Spring has finally sprung and the budding trees herald an annual ambush of headlines directing us to get ready for summer — swimsuit-ready, bikini-ready, beach-ready. No, popular media does not cause eating disorders, but it does create a reliable seasonal frenzy around body awareness.
For the relative few who suffer from an eating disorder and the many others who report extreme body dissatisfaction (prevalence estimates being 13 to 30 percent of women and 9 to 28 percent of men in a recent U.S. sample), these articles prey on and worsen insecurities. The exterior message is to focus on your exterior, to lose weight, “debloat,” tone or tan. The interior message is that you must be on guard to the minutiae of your physical appearance in order to be healthy, enjoy the summer sun or feel warmly towards yourself.
But science suggests otherwise — that quality of life cannot be reduced to weight or waist size. In fact, hypervigilance about body shape and weight is associated with low mood and unhealthy eating attitudes. This heightened awareness can make it difficult to focus on anything else and encourages distorted perceptions of your body. Positive body image, by contrast, has a positive impact on a variety of health behaviors (e.g., sun protection, cancer screenings, alcohol consumption).
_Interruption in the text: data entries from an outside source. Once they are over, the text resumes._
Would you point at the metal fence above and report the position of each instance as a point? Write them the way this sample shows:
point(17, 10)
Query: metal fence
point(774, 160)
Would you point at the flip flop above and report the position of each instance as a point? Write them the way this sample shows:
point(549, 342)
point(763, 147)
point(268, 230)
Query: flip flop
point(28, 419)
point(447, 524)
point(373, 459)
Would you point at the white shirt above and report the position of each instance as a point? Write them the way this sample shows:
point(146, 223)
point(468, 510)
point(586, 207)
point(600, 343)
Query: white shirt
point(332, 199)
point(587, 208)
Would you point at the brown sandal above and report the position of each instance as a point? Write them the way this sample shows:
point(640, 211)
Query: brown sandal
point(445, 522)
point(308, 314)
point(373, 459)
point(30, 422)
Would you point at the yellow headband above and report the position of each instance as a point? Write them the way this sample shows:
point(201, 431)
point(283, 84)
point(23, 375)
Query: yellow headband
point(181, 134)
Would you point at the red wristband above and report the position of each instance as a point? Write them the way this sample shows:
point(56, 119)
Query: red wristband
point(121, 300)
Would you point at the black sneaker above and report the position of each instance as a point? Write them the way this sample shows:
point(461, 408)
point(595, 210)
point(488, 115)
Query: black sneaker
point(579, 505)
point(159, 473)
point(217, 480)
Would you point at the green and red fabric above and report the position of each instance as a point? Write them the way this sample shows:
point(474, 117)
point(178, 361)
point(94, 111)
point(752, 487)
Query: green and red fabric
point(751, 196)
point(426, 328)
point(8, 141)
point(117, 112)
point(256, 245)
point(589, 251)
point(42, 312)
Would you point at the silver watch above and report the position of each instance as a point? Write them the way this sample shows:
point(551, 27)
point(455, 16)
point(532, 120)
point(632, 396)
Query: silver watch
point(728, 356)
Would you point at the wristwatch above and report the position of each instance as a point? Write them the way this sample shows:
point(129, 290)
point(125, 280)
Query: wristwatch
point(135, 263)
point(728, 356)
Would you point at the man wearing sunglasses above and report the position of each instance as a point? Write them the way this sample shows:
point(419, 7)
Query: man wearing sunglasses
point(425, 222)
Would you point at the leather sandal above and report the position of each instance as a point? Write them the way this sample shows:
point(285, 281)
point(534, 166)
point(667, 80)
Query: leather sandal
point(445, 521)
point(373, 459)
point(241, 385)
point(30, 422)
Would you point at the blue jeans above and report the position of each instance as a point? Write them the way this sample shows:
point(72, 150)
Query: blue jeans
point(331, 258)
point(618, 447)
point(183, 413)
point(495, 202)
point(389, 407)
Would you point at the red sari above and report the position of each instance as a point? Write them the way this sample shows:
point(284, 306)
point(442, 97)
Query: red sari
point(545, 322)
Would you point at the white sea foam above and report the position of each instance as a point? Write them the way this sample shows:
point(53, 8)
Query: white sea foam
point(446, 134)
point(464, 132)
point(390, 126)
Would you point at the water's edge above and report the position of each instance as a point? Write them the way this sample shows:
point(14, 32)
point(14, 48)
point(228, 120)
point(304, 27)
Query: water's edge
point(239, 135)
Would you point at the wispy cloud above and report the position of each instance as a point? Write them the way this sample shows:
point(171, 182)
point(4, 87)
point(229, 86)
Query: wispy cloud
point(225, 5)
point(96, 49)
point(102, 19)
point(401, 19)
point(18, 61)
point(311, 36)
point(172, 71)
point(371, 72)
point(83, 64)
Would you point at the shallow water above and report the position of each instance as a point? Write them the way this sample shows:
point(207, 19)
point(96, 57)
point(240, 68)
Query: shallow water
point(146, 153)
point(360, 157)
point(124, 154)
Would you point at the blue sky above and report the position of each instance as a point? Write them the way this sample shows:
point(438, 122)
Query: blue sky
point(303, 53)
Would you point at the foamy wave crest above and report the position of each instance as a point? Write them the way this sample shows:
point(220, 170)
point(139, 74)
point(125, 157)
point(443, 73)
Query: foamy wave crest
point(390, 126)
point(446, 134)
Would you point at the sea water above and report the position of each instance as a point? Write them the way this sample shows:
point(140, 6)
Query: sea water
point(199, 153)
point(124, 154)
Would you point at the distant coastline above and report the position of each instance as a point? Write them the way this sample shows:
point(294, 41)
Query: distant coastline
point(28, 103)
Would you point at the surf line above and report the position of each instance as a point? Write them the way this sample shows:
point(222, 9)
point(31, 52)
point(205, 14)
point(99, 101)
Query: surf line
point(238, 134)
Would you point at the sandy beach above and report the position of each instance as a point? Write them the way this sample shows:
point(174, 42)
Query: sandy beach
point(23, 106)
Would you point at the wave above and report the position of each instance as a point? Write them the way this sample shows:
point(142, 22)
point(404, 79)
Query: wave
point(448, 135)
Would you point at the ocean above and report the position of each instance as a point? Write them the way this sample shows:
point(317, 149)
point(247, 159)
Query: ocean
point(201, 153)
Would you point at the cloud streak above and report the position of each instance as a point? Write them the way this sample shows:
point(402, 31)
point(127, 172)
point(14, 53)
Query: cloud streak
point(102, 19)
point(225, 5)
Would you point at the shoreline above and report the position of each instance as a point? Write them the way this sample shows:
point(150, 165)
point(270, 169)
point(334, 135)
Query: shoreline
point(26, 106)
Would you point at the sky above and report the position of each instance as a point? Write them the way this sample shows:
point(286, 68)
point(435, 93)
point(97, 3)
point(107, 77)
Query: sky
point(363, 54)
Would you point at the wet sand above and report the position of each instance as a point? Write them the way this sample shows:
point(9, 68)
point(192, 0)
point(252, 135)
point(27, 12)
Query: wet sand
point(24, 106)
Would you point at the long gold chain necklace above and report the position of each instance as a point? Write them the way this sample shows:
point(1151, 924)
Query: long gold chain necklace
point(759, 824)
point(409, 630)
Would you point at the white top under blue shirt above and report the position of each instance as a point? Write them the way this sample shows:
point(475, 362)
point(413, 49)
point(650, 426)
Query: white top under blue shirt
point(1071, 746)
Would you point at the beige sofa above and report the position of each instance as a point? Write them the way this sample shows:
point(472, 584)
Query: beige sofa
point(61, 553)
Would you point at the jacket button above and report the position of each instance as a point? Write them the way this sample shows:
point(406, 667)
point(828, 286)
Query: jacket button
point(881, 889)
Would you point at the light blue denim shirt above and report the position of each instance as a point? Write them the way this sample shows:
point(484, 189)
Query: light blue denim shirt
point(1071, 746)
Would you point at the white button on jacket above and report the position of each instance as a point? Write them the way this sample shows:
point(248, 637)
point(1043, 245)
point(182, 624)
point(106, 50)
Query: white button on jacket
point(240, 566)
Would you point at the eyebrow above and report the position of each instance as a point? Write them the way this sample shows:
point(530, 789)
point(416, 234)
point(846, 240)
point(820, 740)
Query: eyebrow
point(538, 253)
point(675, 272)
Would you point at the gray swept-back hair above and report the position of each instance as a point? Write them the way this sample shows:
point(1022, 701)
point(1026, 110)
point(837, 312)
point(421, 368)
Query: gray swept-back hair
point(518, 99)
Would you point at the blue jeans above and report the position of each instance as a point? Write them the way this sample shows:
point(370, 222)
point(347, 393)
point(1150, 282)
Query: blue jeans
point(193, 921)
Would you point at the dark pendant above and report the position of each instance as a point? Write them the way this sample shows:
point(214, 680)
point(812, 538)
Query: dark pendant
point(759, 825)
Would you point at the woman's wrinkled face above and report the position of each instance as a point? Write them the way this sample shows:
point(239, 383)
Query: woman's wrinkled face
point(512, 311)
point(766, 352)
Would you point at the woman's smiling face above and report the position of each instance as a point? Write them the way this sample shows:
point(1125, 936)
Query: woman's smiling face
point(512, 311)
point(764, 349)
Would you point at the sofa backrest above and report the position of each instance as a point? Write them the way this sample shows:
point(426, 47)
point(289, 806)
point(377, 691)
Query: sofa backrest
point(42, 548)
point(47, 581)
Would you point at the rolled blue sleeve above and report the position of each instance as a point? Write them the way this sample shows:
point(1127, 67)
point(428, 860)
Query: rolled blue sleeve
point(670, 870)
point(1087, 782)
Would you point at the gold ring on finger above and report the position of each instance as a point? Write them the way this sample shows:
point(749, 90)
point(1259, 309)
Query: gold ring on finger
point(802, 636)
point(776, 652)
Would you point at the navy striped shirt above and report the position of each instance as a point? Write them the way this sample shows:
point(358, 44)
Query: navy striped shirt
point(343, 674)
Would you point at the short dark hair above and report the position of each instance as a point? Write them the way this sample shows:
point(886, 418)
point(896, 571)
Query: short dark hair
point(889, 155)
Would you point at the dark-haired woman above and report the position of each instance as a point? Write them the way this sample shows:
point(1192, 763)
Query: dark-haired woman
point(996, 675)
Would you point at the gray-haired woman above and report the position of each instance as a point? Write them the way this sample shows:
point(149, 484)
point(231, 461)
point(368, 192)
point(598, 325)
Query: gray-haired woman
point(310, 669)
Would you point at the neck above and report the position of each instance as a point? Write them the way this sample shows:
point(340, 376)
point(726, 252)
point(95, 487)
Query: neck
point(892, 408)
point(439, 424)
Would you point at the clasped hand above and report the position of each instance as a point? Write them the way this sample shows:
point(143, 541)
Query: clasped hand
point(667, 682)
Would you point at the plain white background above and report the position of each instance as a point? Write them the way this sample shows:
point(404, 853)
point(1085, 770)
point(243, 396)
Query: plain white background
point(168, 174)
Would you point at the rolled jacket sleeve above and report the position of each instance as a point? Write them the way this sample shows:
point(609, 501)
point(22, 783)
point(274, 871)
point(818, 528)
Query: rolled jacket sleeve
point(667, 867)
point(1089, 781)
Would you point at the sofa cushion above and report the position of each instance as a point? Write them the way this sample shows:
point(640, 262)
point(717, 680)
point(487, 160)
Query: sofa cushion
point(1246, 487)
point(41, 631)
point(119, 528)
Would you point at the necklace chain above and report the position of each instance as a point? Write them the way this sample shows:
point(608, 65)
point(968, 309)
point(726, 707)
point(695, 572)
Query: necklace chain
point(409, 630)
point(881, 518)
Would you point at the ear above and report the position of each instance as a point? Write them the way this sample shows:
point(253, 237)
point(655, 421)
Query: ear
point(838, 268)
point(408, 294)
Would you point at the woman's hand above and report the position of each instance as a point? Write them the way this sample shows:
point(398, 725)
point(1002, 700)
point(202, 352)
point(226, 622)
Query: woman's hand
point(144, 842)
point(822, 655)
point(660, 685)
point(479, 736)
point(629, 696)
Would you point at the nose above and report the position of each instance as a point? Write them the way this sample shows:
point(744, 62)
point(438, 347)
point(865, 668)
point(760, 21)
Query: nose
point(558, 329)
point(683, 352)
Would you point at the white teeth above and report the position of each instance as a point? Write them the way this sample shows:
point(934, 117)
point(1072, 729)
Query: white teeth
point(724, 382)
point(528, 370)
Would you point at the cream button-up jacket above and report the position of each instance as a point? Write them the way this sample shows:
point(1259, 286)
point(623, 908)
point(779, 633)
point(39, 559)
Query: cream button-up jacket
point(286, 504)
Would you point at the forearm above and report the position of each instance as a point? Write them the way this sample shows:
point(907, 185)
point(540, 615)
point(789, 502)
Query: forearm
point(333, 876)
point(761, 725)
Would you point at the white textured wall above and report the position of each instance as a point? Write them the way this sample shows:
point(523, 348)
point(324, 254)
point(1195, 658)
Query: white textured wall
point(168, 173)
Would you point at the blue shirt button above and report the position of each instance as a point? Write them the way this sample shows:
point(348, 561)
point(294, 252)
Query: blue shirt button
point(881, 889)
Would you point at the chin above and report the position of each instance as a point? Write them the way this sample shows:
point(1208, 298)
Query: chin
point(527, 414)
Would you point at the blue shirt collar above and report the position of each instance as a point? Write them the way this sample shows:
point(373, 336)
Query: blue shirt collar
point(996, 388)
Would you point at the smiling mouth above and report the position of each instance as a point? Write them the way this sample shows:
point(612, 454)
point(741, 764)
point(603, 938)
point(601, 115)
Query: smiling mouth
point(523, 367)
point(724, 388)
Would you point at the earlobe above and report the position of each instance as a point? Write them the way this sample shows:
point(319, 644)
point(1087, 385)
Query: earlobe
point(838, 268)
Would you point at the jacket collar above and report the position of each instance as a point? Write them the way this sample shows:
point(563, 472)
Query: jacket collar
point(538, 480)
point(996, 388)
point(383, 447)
Resisting the mania of media messages about physical fitness while retaining a healthy focus on being your best you this season (and all others) requires serious mental strength training. All strength training comes down to the core, and this is no different. As you get summer-ready this spring, consider some exercises to help shape up the “core” you:
• You might begin by conjuring up a childhood image of summer, one in which the body is being used as a vehicle for exploration, playful activity, or accomplishment. Your vision might be a real memory or imagined, based on your own child, a friend, a favorite summer movie or song. Maybe it’s an image of successfully riding a bike up a steep hill with a grown-up cheering you on, or jumping rope or playing hopscotch with friends, or diving underwater for the first time.
• Then try to retain that image and the way you are thinking about the physical body and its capacities while you imagine being active, feeling strong and healthy, in your adult form this summer. Flex your mental muscles to identify activities that might focus you on discovery and achievement, rather than perfectly toned abs. Walk a new stretch of shoreline. Hike up a nearby mountain. Run a local 5K. Play with others in a dance or yoga class. Rediscover the jump rope or get on that bike again!
If you are at risk to overdo it with exercise, then maintaining variety, flexibility, and limits around the type and amount of activity is critical for your physical and mental wellbeing this summer. If you tend to underdo it with exercise, stay mindful of your motivations for change and distract yourself from the muscle fatigue by focusing on immediate positive reinforcements of activity, like improved mood and energy level.
• If you’re a person who is especially susceptible to behaviors associated with poor body image — for example, spending too much time staring at yourself in the mirror — then try to cleanse yourself of these psychologically toxic habits to get summer-ready. This will involve developing increased awareness of the action and doings reps of some course-correcting exercises to achieve lasting change.
With mirror time, this might be accomplished by replacing disparaging self-talk with more neutral, descriptive language or by practicing saying something positive about yourself (your self, who you are as a person, not your appearance) when you look in the mirror. Eventually, you might find that a moderate amount of time staring at your reflection will make you feel better, not worse, about yourself.
As the temperatures rise this season, aim to let cooler heads prevail by focusing on true summer fitness, physical and mental. You can use this summer to work on the “core” you by starting to ask yourself now, “What will help me strengthen my core self?”